Although he came from a prominent banking family and was employed in the family bank, Baron Edmond James de Rothschild (19 August 1845 – 2 November 1934) was best known for his love of art and his support for Jewish settlement in the Promised Land.

Born and raised in Paris, Baron Edmond underwent both a traditional Jewish education and a well-rounded secular education. He married his cousin, Adelhaid von Rothschild, and together they had three children.

Deeply appreciative of the art world around him, Baron Edmond became a renowned collector. Upon his passing, tens of thousands of pieces he had collected were donated to the Louvre museum in Paris.

Baron Edmond’s involvement with the yishuv (Jewish settlement in Palestine) began in the 1880s when he worked to help Russian immigrants escape their pogrom-ridden homes and settle in Palestine. As the new settlements in Palestine struggled to establish themselves, Baron Edmond stepped up to provide the funds for their financial rescue and underwrote the expenses of Rishon Lezion, Zichron Yaakov, Rosh Pina, Ekron and several other settlements. It was under his direction that vineyards were planted in Rishon Lezion and Zichron Yaakov, which remain important vineyards in Israel’s thriving wine industry today.

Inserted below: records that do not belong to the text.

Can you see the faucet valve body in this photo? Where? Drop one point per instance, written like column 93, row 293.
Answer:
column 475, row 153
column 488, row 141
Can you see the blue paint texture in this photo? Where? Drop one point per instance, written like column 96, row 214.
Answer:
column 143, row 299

Additionally, Baron Edmond helped support many other aspects of the critical work that was necessary to build the Jewish homeland, including financing the draining of swamps to rid the land of malaria-infected mosquitoes. In 1924, he founded the Palestine Jewish Colonization Association (PICA) for land acquisition and management, which was directed by his son James.

Having given to many of these causes anonymously, Baron Edmond was often referred to as Hanadiv Hayadua, the “Renown Benefactor.” He passed away on the 24th of Cheshvan, 1934, and his wife died one year later. While they were initially buried in Paris, they were reinterred in Israel in 1954. Numerous streets in Israel are named after him, and Israel’s 1982/5752 Independence Day coin was dedicated to his memory.